I believe we already know everything we need to know in order to succeed in every area of our lives. That's not the problem. The problem comes with the challenge of following our own good advice, our inherent wisdom.
Painfully, we usually fall down most often in the part of our lives that is most dear to us: our loved ones, our family, the ones with whom we share our lives most intimately. We've had a tough day at the office, at school or wherever we put our energy in the daylight hours. We come home exhausted, distracted and worried. Every fiber of our being has been putting it out there, helping others, fielding problems, handling unexpected emergencies and dealing with the ups and downs of the day.
Then what are we thinking when we finally head for home?
"That was a rough one -- glad that day is over!"
"I'm really running on empty."
"Can't wait to get home and unwind."
"Looking forward to talking about it to clear my mind."

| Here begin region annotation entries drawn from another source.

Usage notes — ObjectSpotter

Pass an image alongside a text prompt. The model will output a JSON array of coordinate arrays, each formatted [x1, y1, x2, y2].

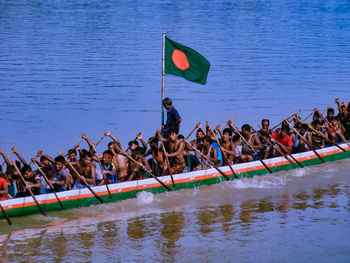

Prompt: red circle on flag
[[171, 49, 190, 70]]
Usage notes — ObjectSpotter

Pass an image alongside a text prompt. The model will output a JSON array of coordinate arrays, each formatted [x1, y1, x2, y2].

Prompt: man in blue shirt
[[162, 98, 181, 138]]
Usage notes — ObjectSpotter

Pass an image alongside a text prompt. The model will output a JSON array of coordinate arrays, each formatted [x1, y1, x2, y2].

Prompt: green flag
[[164, 37, 210, 85]]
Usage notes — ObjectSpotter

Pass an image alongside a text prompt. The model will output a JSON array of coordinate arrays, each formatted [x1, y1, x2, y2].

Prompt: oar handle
[[186, 122, 201, 140], [208, 126, 238, 179], [13, 164, 47, 216], [157, 132, 175, 187], [58, 152, 103, 204], [230, 123, 272, 173], [285, 119, 325, 163], [33, 160, 64, 209], [184, 139, 230, 180]]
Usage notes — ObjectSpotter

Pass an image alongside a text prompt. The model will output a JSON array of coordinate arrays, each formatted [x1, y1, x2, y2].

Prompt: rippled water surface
[[0, 0, 350, 262]]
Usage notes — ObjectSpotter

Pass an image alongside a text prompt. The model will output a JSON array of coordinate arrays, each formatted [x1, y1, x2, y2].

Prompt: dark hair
[[259, 131, 269, 138], [242, 124, 250, 131], [40, 156, 49, 163], [68, 149, 77, 155], [21, 164, 32, 174], [55, 155, 65, 163], [108, 142, 116, 147], [281, 125, 290, 133], [232, 134, 241, 142], [163, 98, 173, 106], [81, 150, 92, 159], [103, 150, 113, 156], [312, 120, 321, 127], [132, 147, 144, 154], [301, 123, 309, 131], [261, 119, 270, 125], [169, 128, 179, 134], [222, 128, 232, 137], [128, 140, 139, 147], [327, 108, 334, 113]]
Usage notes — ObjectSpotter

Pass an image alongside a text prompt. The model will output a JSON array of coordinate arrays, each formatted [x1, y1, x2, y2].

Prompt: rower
[[241, 124, 263, 163], [161, 98, 181, 138], [0, 165, 9, 201]]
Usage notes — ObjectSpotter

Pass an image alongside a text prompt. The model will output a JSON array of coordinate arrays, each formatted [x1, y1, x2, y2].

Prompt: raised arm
[[12, 146, 27, 164], [0, 149, 11, 167]]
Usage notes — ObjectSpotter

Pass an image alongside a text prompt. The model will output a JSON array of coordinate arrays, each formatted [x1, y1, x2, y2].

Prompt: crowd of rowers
[[0, 98, 350, 200]]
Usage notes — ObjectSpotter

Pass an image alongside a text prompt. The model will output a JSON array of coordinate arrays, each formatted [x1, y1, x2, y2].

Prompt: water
[[0, 0, 350, 262]]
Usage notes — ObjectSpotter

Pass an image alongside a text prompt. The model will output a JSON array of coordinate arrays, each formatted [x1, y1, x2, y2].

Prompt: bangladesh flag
[[164, 37, 210, 85]]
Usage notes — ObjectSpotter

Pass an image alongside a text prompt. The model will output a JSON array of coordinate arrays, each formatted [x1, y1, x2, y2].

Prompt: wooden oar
[[121, 151, 171, 191], [92, 144, 112, 199], [108, 133, 171, 191], [158, 132, 175, 188], [258, 125, 304, 168], [13, 164, 47, 216], [58, 152, 103, 204], [1, 148, 14, 166], [96, 135, 106, 146], [321, 101, 336, 115], [186, 122, 201, 140], [0, 204, 12, 225], [298, 114, 346, 152], [223, 115, 236, 127], [184, 139, 230, 181], [230, 123, 272, 173], [316, 108, 350, 151], [255, 131, 294, 164], [33, 160, 64, 209], [285, 119, 325, 163], [28, 151, 43, 165], [271, 110, 301, 130], [302, 110, 315, 122], [209, 127, 238, 179]]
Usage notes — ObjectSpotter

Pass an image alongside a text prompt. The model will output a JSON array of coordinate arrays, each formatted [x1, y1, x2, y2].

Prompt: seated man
[[219, 128, 236, 165], [295, 125, 310, 153], [144, 136, 164, 176], [161, 98, 181, 138], [0, 165, 9, 201], [69, 151, 96, 189], [163, 129, 186, 174], [99, 150, 118, 185], [194, 136, 218, 171], [241, 124, 262, 163], [271, 125, 293, 156], [311, 121, 330, 149], [126, 147, 150, 181]]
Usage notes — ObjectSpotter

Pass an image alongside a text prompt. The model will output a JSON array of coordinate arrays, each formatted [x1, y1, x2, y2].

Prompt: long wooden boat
[[0, 144, 350, 218]]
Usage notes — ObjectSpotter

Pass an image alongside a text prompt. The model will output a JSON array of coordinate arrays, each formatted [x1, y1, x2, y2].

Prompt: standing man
[[162, 98, 181, 138]]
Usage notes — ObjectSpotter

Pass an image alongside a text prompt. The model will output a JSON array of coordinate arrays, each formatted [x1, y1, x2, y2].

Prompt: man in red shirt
[[271, 126, 293, 156], [0, 165, 8, 200]]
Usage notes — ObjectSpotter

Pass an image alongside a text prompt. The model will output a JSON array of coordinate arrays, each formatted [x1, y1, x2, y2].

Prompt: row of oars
[[0, 100, 345, 225]]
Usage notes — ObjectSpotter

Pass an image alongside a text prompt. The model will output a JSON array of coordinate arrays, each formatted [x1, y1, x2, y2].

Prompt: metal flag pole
[[161, 31, 165, 126]]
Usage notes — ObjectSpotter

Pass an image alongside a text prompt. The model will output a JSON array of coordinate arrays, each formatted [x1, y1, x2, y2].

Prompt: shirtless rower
[[126, 147, 151, 181], [105, 131, 128, 182], [69, 152, 96, 189], [271, 125, 293, 156], [159, 129, 186, 175], [241, 124, 263, 163], [144, 136, 166, 176], [194, 136, 218, 171]]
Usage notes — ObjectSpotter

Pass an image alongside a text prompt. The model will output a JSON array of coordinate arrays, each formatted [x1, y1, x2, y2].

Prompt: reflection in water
[[0, 183, 350, 262]]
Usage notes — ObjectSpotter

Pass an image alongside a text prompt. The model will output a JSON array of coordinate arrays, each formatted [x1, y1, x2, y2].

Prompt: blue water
[[0, 1, 350, 158], [0, 0, 350, 262]]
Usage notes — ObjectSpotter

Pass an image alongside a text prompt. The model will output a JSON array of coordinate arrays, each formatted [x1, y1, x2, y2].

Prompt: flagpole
[[161, 31, 165, 126]]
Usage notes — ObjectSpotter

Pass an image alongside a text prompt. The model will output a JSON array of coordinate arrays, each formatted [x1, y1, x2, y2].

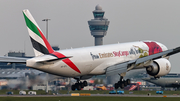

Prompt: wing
[[106, 47, 180, 76], [0, 57, 29, 64]]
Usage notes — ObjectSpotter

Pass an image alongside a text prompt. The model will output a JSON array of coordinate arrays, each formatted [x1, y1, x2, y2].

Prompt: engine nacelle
[[146, 58, 171, 77]]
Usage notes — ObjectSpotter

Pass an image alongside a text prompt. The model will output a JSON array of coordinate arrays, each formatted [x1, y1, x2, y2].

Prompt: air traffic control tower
[[88, 5, 109, 46]]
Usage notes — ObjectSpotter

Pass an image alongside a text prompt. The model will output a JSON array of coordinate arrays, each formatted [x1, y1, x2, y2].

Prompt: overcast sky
[[0, 0, 180, 73]]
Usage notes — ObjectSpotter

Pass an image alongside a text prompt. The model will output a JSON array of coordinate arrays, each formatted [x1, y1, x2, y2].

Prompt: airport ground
[[0, 96, 179, 101], [0, 90, 180, 101], [0, 90, 180, 96]]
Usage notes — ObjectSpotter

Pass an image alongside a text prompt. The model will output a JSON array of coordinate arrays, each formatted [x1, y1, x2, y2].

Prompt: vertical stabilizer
[[23, 9, 54, 56]]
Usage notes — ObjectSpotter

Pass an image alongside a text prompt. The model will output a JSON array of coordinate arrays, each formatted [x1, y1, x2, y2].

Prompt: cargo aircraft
[[0, 9, 180, 90]]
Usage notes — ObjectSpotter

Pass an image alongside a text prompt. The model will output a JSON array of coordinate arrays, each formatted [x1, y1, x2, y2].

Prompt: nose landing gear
[[114, 76, 130, 89]]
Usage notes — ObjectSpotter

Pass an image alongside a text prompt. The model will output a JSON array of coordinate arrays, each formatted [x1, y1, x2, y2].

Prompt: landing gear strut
[[114, 76, 130, 89], [71, 78, 87, 91]]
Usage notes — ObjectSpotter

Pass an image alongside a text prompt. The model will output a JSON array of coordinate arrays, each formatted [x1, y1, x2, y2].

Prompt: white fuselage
[[27, 41, 167, 77]]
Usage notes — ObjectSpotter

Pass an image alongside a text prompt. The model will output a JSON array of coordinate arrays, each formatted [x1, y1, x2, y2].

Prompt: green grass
[[0, 97, 180, 101]]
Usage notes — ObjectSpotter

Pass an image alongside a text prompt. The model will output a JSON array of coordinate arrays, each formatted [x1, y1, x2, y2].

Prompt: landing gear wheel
[[126, 79, 131, 85], [71, 85, 76, 91], [83, 81, 87, 86], [123, 81, 128, 87], [114, 83, 119, 89], [120, 83, 124, 89], [79, 82, 84, 88], [76, 84, 81, 90]]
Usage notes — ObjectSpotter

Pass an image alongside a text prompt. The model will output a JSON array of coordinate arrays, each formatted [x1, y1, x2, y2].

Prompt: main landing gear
[[71, 78, 87, 91], [114, 76, 131, 89]]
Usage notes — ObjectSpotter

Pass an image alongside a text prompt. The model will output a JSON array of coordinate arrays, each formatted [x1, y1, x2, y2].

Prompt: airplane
[[0, 9, 180, 91], [142, 73, 180, 89]]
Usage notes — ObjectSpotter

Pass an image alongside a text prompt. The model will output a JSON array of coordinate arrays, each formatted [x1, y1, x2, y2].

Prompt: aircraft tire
[[126, 79, 131, 85], [114, 83, 119, 89], [71, 85, 76, 91], [83, 81, 87, 86]]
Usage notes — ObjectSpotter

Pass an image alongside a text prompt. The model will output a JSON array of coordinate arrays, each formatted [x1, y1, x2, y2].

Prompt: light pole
[[42, 19, 50, 93]]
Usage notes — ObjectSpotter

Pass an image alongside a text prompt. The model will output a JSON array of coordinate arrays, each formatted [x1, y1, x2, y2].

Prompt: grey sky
[[0, 0, 180, 72]]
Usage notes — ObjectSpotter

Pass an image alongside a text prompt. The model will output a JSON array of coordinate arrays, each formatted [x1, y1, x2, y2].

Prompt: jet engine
[[146, 58, 171, 77]]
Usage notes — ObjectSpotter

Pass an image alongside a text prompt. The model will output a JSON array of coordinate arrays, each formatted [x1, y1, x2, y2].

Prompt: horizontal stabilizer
[[0, 57, 29, 64]]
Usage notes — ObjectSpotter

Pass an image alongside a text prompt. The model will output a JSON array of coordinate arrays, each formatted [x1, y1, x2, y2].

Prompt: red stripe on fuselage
[[144, 42, 162, 55], [52, 52, 81, 73]]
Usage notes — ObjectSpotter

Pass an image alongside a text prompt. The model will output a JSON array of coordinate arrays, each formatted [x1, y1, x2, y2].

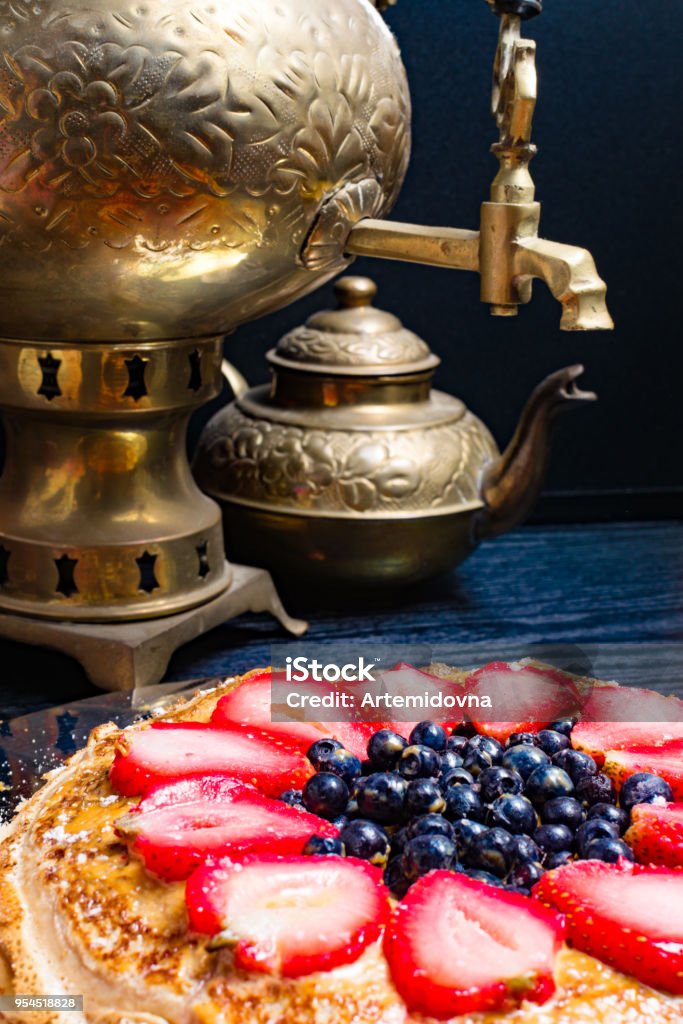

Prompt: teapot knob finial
[[335, 274, 377, 309]]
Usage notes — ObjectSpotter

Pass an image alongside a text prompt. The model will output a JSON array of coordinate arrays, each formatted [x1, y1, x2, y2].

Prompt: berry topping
[[478, 767, 524, 804], [604, 745, 683, 801], [368, 729, 408, 771], [620, 771, 673, 811], [486, 794, 539, 836], [445, 785, 484, 821], [541, 797, 586, 833], [526, 764, 573, 805], [536, 729, 569, 758], [577, 772, 616, 807], [356, 770, 409, 824], [405, 778, 445, 817], [466, 828, 515, 879], [501, 743, 550, 780], [339, 818, 391, 867], [117, 776, 337, 881], [402, 835, 456, 882], [385, 871, 563, 1020], [552, 748, 598, 785], [624, 804, 683, 867], [110, 722, 311, 797], [303, 771, 348, 818], [303, 836, 344, 857], [185, 856, 388, 978], [398, 743, 441, 779], [533, 859, 683, 995], [409, 722, 447, 751]]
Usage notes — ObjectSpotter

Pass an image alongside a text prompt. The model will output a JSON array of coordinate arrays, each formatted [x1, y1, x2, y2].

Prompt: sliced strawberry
[[110, 722, 312, 797], [211, 672, 379, 760], [465, 662, 581, 742], [624, 804, 683, 867], [185, 856, 389, 978], [533, 858, 683, 995], [571, 686, 683, 764], [116, 776, 339, 882], [384, 871, 564, 1020], [602, 741, 683, 801], [347, 662, 465, 737]]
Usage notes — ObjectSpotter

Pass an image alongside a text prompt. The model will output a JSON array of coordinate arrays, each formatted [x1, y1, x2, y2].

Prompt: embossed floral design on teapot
[[195, 278, 594, 585]]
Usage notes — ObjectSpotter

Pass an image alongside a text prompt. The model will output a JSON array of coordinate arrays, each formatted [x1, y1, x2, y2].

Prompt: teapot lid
[[267, 276, 440, 377]]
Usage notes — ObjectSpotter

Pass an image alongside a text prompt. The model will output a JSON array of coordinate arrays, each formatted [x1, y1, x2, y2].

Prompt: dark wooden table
[[0, 522, 683, 719]]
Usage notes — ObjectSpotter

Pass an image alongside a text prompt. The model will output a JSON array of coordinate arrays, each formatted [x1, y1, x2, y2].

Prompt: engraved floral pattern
[[196, 403, 498, 514]]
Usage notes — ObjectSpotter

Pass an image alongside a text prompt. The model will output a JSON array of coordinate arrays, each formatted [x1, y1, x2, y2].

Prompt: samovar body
[[0, 0, 410, 622]]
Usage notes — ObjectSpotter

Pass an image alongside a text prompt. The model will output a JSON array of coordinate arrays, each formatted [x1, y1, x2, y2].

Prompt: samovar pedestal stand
[[0, 338, 306, 689]]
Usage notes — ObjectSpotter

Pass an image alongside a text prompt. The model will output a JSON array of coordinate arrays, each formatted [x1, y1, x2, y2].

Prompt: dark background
[[190, 0, 683, 521]]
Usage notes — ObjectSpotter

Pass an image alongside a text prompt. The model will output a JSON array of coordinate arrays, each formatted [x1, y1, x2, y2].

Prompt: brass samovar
[[0, 0, 610, 686]]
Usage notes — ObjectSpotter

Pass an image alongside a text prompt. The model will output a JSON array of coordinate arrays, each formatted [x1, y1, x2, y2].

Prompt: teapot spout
[[474, 366, 597, 542]]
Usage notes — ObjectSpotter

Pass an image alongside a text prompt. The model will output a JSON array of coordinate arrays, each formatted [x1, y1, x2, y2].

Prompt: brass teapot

We're looking for a peaceful place where we are taken care of instead of taking care of everyone and everything else. We need to be heard, touched and understood.
In the early days of being with Tim, I started a coaching business. It took off quickly and was going well. However, it took everything I had to get through the day. Being present to each client, listening fully, helping them see the way forward, making the next plan -- then goodbye, off in a rush to the next one. I loved every minute, but I ached from tiredness when I finally got home. And I was cranky. Tim finally said, "Would you talk like that to one of your clients?" Ouch!
At the same time, Tim had just started a computer direct marketing business, doing everything by himself: selling, answering the phone, fixing the machines, keeping the data tapes running and overseeing the printing. On the way home, he would fall asleep at stoplights.
Those were heady days, full of promise, but we both needed care and loving by the time we got home. Instead we took turns listening to one another talk about how exhausted we felt, what had been the challenges of the day and how glad we were that we were home at last.
And instead of providing each other with compassion, caring and kindness, we were complaining about what a bad day it had been. Rather than sympathy -- or better yet, gratitude and acknowledgment -- we were making one another's burdens heavier because now we had someone to agree with us about how bad it had been! Self-pity ruled!
After several more impossibly busy months, we woke up to what we were doing and decided to transform the situation. Tim came up with the brilliant maxim: "The front door is not the finish line!" We saw more clearly that we were leaving everything on the playing field -- perhaps a good thing when it comes to being successful -- but forgetting that the game is not over when we come home. Our major focus had been giving everything we had to our new businesses.
It's understandable, but it's not right, is it? As John Lennon wrote in his song "Beautiful Boy," "Life is what happens to you when you're busy making other plans!"
We were living as if there was a difference between what happened outside our front door and inside, and it was making us feel worse, not better. What gave us the courage and determination to change our behavior was letting go of the paradigm that we had nothing left to give. That it wasn't fair that we couldn't just let out a deep sigh and collapse into a chair at the end of the day. Nope, not fair at all, but as some wise person once said, "Life isn't fair."
What made it possible to make this shift was not sacrifice for the greater good ("I don't want to, but it's the right thing to do"), but knowing that we wanted to give our best here, more than anywhere. Filling one another's wells, so to speak, was much more rewarding and energizing than dumping the disappointments of our days.
What does it look like to practice the philosophy of "the front door is not the finish line"?
Above all, dissolve the stories about how difficult life is for you, and how you deserve better than you're getting. In one of my favorite little books, "A Short Guide to a Happy Life," Anna Quindlen shared, "I learned to love the journey, not the destination. I learned that life is not a dress rehearsal, and that today is the only guarantee you get."